Sue and Phil always encouraged us to stay over for the night, and though part of Phil's ulterior motive was to get more work done, it was also to have more time in the evenings to play music, enjoy a good Scotch, and discuss some of the wonderful history of the original Weems house and family.
If the name Weems is not familiar to you, in the days before there was Global Positioning Systems or GPS, it was Phil's grandfather and namesake, Captain Philip Van Horn Weems, the "Grand Old Man of Navigation" who modernized celestial navigation with the ingenious "Weems System of Navigation" and who invented such things as the Second Setting Watch.
I fondly recall Phil recounting some of the of the Weems family history and tales of his grandfather as we were taking a break from SCORM work and sitting in the study in the farmhouse which would more accurately be described as a wing of the Smithsonian navigation museum. Phil told of how Charles Lindbergh studied with Weems before attempting his 1928 transatlantic flight, and Admiral Byrd, a classmate of Weems at the Naval Academy, came to Weems for instruction before setting out for the North Pole.
Whether he knew it or not, Phil admirably carried on this family tradition by acting in so many ways as the "grand old navigator" himself for so many of us. It was like a déjà vu experience for me to read in the following tribute to Captain Philip Weems:
Captain Philip Van Horn Weems, the "Grand Old Man of Navigation," is renowned as a pioneer in the field. He modernized navigation by simplifying techniques; invented and adapted new, time saving methods; and most significantly, shared this knowledge through the tireless teaching of his discoveries and insights. His pupils were naval officers and adventurers. His advancements, which began during his career as a naval officer, now stretch across all types of navigation - from maritime to aeronautic, from underwater to outer space.

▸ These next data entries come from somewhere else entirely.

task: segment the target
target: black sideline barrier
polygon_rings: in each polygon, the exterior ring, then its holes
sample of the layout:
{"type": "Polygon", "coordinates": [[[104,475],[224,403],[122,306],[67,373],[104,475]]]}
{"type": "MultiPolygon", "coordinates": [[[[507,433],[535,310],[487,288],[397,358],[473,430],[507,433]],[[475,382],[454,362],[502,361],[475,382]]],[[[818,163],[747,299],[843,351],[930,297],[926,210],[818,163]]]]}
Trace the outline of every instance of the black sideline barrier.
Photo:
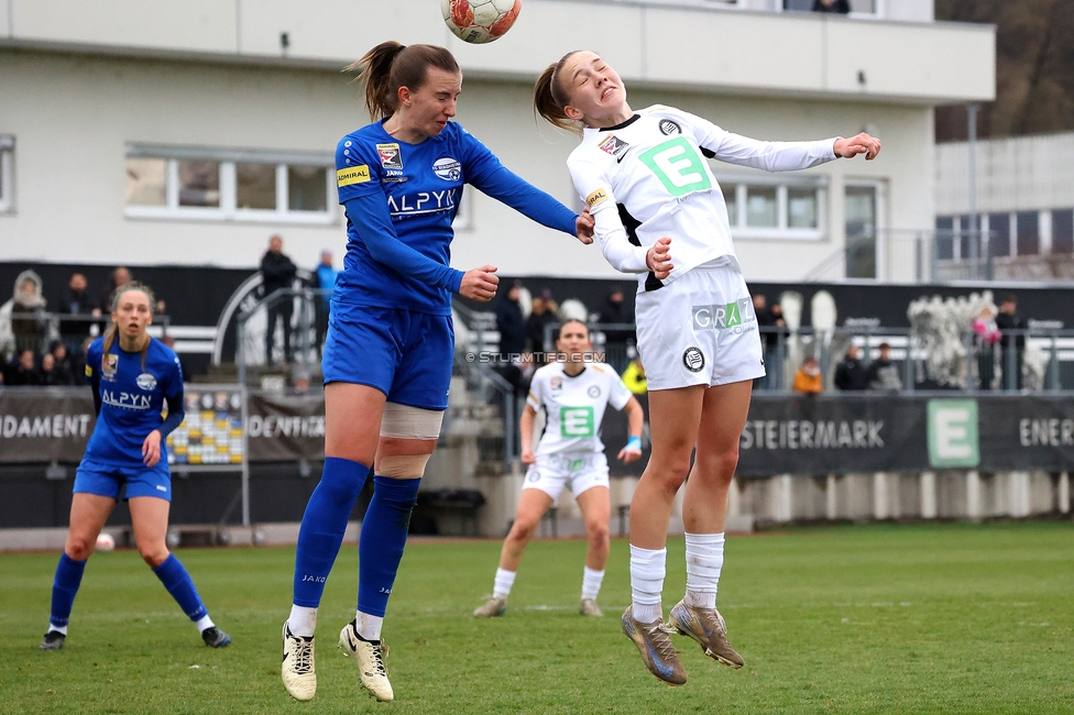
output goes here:
{"type": "MultiPolygon", "coordinates": [[[[234,494],[241,410],[233,391],[197,391],[191,385],[187,395],[189,424],[176,430],[186,454],[174,455],[183,463],[173,465],[172,520],[233,524],[240,517],[234,494]],[[207,439],[210,426],[218,431],[207,439]],[[201,452],[195,457],[198,441],[201,452]],[[200,472],[204,465],[217,471],[200,472]]],[[[648,413],[646,396],[639,400],[648,413]]],[[[322,395],[250,395],[254,521],[302,517],[317,483],[316,462],[324,459],[324,409],[322,395]]],[[[74,465],[92,427],[85,388],[0,391],[0,528],[66,524],[74,465]]],[[[625,415],[609,410],[602,432],[612,475],[639,475],[648,444],[637,462],[616,460],[626,442],[625,415]]],[[[755,395],[739,448],[742,479],[944,469],[1061,472],[1074,468],[1074,400],[1067,394],[755,395]]],[[[179,451],[176,444],[172,450],[179,451]]]]}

Just as with his grandfather before him, Phil too was a pioneer, inventor, engineer, and teacher who worked tirelessly to convert his visions to explicit form and share them with all of us so passionately. Phil has left us with a plethora of navigational instruments, tables and maps in the form of things like SCORM documents and tools, ADL-R and so much more to help chart our way forward in the often confusing seas of learning, education, and training.
On Saturday, we lost our "grand navigator" but Phil Dodds has left us well equipped to find our own way now.
Thanks for the memories and the navigational aids Phil!